Published: April 2022
https://www.oreilly.com/library/view/learning-modern-linux/9781098108939/
洋書。2023年4月7日に和訳が出るそうです。 一部訳した本の宣伝: 「入門モダンLinux」 - 覚書
どんな本?
主に開発者などの専門職の人を対象に、よりうまくLinuxを使うための知識やハンズオンガイドが提供されています。

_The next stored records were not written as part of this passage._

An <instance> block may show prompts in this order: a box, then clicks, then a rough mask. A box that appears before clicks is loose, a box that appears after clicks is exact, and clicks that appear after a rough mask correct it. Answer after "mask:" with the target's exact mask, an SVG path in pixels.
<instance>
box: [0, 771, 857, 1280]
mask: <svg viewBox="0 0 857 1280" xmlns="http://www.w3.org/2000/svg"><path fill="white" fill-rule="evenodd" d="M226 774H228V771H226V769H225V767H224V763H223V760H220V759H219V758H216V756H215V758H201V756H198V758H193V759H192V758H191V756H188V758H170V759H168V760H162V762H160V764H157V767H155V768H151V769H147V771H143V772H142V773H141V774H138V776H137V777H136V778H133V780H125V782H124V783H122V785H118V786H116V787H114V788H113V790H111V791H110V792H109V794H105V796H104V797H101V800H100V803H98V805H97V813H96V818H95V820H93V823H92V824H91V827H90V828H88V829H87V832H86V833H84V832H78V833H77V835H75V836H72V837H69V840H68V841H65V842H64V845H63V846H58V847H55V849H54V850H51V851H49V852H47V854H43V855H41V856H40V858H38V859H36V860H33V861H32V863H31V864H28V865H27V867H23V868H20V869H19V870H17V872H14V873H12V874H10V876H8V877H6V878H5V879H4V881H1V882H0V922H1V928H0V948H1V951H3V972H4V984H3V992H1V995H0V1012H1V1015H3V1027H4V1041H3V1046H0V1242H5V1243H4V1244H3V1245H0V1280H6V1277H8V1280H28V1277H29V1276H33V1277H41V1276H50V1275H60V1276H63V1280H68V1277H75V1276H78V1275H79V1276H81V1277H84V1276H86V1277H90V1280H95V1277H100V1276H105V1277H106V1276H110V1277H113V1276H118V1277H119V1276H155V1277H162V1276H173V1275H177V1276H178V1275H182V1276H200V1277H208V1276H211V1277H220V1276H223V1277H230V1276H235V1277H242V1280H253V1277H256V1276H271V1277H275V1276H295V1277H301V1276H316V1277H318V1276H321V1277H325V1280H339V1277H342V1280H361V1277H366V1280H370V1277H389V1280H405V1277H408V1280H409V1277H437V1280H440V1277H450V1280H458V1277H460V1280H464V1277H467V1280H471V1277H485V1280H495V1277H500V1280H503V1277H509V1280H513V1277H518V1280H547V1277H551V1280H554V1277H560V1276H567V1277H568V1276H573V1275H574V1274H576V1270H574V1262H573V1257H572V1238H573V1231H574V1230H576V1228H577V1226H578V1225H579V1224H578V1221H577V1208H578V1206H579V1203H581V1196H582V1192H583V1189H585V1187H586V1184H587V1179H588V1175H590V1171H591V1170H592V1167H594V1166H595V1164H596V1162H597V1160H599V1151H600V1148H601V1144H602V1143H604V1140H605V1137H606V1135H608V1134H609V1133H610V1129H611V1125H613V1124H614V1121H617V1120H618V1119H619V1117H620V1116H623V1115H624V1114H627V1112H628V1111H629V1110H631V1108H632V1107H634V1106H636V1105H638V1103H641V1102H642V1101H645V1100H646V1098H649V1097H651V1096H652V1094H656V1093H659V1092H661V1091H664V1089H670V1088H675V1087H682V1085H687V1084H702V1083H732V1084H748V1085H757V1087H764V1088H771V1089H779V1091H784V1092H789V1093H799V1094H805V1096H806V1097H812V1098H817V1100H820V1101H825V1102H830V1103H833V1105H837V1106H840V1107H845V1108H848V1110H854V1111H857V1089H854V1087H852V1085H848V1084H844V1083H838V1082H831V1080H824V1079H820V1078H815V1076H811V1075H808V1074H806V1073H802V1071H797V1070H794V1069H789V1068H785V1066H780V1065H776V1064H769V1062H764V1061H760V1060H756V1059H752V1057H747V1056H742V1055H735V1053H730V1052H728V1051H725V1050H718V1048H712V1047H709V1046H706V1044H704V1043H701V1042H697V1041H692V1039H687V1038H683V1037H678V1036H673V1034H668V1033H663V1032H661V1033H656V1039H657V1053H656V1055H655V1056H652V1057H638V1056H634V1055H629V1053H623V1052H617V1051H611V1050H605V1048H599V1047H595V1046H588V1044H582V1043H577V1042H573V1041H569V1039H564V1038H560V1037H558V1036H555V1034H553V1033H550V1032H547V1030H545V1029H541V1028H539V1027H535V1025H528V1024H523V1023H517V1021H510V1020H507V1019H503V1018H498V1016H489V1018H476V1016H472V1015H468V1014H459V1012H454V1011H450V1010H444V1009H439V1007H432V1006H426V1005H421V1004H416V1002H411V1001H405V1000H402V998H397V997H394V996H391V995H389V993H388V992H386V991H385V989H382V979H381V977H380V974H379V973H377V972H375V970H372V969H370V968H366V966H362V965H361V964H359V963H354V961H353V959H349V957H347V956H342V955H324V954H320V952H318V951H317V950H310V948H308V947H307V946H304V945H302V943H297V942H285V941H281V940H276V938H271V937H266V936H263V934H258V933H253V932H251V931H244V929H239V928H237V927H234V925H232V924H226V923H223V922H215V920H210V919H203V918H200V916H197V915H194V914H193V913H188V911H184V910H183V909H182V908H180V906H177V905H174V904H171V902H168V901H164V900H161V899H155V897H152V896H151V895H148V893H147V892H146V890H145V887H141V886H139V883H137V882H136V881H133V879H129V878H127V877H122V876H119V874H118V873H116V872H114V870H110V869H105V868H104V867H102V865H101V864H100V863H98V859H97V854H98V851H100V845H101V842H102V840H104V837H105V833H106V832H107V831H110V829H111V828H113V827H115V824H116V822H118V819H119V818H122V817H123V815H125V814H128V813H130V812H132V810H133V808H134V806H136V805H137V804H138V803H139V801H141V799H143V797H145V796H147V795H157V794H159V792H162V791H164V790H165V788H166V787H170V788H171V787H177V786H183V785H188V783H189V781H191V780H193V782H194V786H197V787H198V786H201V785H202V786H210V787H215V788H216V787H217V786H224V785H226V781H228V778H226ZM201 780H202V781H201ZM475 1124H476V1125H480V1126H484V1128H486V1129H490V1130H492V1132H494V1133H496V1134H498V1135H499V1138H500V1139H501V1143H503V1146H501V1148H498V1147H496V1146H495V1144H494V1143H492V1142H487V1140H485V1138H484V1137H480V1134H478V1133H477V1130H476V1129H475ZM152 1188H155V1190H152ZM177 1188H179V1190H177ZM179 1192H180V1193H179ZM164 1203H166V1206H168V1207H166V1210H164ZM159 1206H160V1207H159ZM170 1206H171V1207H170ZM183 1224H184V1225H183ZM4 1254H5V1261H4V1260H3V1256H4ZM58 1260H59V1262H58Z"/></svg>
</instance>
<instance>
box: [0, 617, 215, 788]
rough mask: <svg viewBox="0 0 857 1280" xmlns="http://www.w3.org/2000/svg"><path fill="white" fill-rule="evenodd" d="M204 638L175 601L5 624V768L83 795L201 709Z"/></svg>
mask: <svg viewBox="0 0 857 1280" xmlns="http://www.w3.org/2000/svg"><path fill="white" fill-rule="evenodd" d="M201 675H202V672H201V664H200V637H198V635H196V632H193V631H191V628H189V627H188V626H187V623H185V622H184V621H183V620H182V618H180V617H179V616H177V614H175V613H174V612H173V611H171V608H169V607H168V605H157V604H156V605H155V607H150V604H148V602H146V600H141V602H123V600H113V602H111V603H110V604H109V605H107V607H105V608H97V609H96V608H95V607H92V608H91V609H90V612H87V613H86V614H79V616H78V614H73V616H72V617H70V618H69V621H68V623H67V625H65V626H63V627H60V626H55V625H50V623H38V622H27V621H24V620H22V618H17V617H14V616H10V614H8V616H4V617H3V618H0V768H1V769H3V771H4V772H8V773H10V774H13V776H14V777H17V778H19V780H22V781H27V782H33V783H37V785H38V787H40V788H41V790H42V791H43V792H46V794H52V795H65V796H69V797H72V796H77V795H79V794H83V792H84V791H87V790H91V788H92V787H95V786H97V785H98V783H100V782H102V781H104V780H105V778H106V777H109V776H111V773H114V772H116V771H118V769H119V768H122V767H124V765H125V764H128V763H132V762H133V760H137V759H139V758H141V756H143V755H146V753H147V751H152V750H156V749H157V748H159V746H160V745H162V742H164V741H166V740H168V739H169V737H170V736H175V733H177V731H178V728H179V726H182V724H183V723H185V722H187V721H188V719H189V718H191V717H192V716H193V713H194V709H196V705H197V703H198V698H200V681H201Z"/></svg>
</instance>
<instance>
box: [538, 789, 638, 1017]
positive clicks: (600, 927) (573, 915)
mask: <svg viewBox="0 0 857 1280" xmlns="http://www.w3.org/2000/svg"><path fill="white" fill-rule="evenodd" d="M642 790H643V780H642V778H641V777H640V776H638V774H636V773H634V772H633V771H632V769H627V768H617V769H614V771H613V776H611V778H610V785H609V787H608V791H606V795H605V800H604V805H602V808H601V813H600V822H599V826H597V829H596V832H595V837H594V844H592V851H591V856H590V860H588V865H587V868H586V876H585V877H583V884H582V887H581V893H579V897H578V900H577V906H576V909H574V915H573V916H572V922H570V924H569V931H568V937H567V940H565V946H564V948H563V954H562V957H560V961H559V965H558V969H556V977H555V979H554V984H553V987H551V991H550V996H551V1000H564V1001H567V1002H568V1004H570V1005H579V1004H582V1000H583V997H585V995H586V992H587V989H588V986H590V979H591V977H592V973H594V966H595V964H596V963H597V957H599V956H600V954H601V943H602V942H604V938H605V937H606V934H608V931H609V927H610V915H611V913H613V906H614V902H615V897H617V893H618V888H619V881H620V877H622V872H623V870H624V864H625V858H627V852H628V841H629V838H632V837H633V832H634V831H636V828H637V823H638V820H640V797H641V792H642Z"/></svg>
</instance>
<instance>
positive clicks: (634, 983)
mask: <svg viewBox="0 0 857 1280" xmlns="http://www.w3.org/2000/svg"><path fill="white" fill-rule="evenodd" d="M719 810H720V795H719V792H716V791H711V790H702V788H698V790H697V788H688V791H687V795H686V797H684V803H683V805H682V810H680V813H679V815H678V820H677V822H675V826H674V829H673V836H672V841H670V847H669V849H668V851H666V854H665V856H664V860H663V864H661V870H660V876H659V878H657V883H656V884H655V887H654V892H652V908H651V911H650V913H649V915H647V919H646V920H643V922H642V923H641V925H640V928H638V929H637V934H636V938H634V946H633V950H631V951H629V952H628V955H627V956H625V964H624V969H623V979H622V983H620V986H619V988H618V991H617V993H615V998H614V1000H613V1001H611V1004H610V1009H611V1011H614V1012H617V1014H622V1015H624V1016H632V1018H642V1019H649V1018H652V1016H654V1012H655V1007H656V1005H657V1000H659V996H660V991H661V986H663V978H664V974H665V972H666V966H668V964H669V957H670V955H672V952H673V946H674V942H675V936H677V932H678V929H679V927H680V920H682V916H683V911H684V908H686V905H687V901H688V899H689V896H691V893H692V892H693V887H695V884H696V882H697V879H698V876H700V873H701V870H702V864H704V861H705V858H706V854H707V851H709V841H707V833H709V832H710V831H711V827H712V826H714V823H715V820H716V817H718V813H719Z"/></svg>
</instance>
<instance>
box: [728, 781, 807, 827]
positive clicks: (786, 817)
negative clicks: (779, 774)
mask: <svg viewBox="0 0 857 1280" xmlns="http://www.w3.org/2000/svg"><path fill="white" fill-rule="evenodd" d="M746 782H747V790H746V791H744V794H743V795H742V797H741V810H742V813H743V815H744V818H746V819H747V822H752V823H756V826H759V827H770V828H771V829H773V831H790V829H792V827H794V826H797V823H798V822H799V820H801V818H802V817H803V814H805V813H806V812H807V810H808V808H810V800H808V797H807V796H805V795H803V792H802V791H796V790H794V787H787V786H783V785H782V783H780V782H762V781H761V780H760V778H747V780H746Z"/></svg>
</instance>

Linuxのアーキテクチャから始まり、プロセスやメモリなどのリソース管理、ネットワーク、ファイルシステムなどのカーネルに関する概略がわかりやすく説明されていました。もちろん「使う」ためのガイドもあり、シェルやパッケージ管理、アクセス制御など広くカバーされています。
Linuxの入門書では珍しく(?)、Observabilityに関して一つの章が割かれていたことも印象的でした。
”Modern” とは?
文中で明言はされていませんでしたが、読んだ感想としてはおそらく「近年のインフラや環境で実行されている」のような意味と思われます。
Linuxは歴史のあるOSで、進化し続けています。そのため、古くなってしまって置き換わりが発生する仕組みもあるようです。例えば find + grep の「Modern」な代替として rg が紹介されていたり、コンテナ環境での不変性に重きがおかれたディストリビューションが紹介されていたりしました。
豊富なハンズオン
Linuxの解説なのでコマンドが多数紹介されているのですが、それと同時に実際に使って動きを確認できるよう、コマンドサンプルも載せてあります。コンテナの解説時にはDockerfileやビルドコマンドも載せてあるため、そのまま動かすことができました。
また、ScriptingやAccess Controlの章では(Bestではなく)Good Practicesも紹介されており、よりうまく使うことのできる道が示されているところも良かったです。コマンドを使ったレシピ集という付録があるのも助かりますね。
さいごに
本書はカバーしている範囲が広いため、各トピックの内容は概略的なものに留まっています。しかし各章の最後には「もっと深く知るには」とリソースの紹介がされており、深堀りする道も用意されているところがとても良いと思いました。
これからLinuxを学習する方はもちろん、最近の事情には疎いなぁと思っている方にもオススメしたい本です。